Nevertheless, the cultural and economic influence of Rome on the lives of all the neighbors of the Empire itself created a cultural and political bias for common action against it. Men who had nothing in common now acquired elements of a culture shared by all but belonging to none. Beyond the Rhine, the federation of border peoples that eventually turned into formidable multi-tribal agglomerations had begun. Opposed by the relentless force of cultural transformation, Roman diplomacy became less effective in keeping the enemies of the empire divided; and the system of perimeter defense, keyed to low-intensity threats, could not adequately contend with their unity.
The third system arose in response to the intractable combination of diplomacy and military problems whose consequences became manifest in the great crisis of the third century. The Romans devised an elastic defense, in which ad hoc field armies fought against barbarian coalitions deep within imperial territory; and later, under Diocletian, a shallow and structured defense in depth. These new defensive variants were not thought to be desirable. When local threats were defeated or suppressed, every attempt was made to return to the system of preclusive security.
Like the Antoine frontier establishment, the new system provided no short-term disposable surplus of military power either for offensive use or for diplomatic coercion, deterrent or compellent. The difference was that the this system no longer had a surge capability either, since the enemies of the empire were no longer kept on the defense by forward defensive tactics; instead, they were only contained. When the containment forces were reduced to muster ad hoc field forces, enemy penetrations occurred, and the remnant capacity to generate the image of power for the purposes of political suasion were irretrievably lost. The diplomatic relationships with external powers now reflected the local balance of forces, which did not always favor the empire on every sector of the perimeter.
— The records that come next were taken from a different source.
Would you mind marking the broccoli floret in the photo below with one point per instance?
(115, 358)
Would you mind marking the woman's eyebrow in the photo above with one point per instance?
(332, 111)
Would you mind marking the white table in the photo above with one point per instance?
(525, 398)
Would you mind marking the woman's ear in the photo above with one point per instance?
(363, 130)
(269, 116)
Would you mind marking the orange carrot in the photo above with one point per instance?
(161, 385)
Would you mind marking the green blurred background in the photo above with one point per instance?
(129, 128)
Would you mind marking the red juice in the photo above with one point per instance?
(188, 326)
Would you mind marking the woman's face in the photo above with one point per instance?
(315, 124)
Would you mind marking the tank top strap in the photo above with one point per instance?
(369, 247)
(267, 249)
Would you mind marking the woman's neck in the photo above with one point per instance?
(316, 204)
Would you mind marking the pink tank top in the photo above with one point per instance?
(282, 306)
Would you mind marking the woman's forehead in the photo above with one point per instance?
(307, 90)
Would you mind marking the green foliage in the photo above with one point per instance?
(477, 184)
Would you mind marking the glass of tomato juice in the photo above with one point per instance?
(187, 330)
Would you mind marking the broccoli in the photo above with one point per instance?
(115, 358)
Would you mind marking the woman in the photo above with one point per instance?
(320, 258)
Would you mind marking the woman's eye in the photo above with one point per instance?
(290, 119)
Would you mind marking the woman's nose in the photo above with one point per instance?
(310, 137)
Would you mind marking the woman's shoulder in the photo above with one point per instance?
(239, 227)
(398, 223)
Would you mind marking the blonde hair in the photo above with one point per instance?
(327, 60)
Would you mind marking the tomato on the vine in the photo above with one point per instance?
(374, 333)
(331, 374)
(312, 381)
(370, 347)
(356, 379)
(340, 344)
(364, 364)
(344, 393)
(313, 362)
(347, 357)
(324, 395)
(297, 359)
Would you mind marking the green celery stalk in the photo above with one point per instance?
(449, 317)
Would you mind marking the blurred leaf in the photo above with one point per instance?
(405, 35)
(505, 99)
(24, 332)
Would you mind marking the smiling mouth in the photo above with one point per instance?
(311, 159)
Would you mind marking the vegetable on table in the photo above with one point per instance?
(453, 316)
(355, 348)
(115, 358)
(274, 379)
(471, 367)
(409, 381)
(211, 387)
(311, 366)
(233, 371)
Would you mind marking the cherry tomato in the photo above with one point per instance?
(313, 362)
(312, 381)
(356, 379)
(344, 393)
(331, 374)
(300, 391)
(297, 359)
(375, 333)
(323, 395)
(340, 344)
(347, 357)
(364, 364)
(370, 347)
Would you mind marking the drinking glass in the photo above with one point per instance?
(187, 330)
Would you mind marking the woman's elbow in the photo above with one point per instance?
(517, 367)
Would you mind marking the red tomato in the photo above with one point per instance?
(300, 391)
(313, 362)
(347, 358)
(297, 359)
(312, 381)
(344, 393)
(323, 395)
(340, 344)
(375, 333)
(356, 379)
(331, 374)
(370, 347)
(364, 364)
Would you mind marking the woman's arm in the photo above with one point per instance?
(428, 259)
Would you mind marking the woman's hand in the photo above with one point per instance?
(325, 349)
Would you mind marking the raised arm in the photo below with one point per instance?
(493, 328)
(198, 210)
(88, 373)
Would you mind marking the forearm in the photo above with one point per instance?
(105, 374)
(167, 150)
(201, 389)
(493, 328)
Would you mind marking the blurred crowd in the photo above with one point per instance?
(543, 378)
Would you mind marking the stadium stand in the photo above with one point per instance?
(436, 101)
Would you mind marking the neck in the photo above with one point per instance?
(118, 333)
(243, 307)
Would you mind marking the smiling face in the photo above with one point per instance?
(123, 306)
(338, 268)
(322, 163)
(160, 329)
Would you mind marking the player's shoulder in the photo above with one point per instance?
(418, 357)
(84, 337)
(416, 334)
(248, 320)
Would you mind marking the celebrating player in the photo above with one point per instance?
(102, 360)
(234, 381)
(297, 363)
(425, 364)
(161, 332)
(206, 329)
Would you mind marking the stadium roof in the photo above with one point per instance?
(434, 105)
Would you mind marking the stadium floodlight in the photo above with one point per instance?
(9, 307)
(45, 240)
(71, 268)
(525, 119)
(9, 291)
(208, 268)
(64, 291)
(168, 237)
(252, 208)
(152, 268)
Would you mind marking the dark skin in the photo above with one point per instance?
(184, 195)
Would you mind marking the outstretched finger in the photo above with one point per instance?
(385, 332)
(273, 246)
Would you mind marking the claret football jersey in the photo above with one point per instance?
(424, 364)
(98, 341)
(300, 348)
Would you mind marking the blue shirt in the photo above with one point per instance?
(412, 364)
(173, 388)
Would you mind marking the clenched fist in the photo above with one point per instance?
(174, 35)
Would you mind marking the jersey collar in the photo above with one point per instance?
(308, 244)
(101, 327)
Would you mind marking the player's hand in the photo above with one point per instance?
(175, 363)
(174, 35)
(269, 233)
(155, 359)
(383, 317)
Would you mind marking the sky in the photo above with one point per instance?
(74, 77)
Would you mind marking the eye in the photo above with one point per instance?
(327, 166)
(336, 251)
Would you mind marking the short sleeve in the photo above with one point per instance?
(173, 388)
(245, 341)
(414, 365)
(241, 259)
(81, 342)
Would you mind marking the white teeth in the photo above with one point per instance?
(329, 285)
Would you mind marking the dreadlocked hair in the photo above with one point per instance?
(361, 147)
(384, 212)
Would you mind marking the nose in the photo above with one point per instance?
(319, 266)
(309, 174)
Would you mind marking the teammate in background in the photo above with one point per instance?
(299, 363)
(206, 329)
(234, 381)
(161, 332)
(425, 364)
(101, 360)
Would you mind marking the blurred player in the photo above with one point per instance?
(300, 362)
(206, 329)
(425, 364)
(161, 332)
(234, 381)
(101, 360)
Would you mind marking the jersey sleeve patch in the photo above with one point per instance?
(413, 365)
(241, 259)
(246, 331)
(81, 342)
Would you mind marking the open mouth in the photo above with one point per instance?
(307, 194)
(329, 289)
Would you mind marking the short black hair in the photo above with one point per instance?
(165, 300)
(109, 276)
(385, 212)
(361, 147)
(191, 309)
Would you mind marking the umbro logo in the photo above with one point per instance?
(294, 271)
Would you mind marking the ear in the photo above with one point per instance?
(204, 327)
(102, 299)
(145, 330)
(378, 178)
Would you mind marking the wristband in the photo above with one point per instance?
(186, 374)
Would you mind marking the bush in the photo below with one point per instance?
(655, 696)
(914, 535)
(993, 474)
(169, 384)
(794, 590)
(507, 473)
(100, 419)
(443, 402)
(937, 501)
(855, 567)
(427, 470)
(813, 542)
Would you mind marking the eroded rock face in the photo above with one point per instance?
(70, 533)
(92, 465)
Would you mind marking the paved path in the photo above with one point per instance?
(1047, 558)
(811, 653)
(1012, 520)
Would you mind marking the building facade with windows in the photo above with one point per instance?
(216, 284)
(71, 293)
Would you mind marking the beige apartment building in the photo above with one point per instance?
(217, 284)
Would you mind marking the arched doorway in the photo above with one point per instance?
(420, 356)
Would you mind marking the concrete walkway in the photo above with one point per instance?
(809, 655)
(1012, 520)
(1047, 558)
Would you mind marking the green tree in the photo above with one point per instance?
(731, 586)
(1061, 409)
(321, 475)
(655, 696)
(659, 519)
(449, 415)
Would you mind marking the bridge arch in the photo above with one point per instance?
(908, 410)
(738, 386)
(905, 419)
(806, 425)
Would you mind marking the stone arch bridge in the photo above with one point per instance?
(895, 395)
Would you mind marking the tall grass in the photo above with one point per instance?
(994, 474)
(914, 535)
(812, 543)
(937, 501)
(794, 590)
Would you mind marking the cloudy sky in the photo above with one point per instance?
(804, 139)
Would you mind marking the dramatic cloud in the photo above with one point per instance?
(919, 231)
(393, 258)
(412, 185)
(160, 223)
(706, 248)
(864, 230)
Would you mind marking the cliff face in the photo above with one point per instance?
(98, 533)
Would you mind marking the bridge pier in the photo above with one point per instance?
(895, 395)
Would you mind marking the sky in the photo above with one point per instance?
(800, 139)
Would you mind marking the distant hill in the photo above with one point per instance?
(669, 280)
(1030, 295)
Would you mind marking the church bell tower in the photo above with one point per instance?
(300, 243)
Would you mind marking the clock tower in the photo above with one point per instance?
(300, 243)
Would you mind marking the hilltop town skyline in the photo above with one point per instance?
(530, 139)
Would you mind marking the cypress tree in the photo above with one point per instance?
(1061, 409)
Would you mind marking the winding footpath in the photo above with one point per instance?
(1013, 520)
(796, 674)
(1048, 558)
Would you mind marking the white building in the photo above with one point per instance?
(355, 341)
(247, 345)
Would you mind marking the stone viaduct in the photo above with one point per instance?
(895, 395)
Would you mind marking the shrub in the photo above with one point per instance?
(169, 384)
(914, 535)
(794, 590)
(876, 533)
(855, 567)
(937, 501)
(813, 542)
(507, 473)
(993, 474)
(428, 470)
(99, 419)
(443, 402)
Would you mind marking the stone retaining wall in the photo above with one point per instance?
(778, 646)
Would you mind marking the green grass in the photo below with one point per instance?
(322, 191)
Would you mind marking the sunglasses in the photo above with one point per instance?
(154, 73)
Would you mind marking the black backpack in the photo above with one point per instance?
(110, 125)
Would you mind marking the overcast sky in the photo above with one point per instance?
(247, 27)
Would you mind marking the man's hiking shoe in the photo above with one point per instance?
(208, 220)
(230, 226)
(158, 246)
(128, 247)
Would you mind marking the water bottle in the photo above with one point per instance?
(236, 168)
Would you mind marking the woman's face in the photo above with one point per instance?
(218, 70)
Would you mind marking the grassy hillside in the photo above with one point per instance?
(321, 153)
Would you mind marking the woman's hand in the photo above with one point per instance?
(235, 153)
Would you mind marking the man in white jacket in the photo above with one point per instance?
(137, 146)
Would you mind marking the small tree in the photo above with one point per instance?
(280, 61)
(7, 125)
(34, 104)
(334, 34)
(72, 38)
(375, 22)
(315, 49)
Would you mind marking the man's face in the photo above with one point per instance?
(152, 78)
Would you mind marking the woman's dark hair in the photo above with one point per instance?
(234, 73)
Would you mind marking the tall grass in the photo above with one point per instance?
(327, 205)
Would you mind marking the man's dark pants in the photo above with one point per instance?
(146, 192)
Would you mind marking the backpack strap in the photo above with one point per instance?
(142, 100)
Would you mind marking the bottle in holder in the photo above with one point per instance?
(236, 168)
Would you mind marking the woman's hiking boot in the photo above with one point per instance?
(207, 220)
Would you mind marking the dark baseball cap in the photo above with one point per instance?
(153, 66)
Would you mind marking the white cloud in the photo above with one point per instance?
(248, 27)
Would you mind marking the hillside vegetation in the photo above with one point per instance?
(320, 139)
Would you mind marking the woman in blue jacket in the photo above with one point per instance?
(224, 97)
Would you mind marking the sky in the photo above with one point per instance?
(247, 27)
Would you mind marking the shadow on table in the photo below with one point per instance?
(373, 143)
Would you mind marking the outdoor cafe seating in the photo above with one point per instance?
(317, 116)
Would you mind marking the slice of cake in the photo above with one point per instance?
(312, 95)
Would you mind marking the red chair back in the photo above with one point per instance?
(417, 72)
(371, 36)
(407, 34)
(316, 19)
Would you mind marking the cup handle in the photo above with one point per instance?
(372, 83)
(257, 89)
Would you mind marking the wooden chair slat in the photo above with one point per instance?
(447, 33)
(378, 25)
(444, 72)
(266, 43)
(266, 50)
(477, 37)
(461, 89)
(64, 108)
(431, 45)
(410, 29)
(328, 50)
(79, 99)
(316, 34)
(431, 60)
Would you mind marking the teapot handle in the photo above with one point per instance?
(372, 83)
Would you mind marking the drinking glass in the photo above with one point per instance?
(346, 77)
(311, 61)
With this, the output and input of the system were finally equated. The level of security provided became directly proportional to the amount of the resources expended on the army and on frontier fortifications. The great economy of force that made the unitary empire such an efficient provider of security was lost. It merely employed certain modest economics of scale over the alternative of independent regional states. And these economies of scale were not enough to compensate for the growing administrative inefficiency and venality. Loyalty to the idea of empire, and fear of the unknown, kept the system in place until organized barbarian states, capable of providing a measure of security in lands that had once been Roman, came to the fore.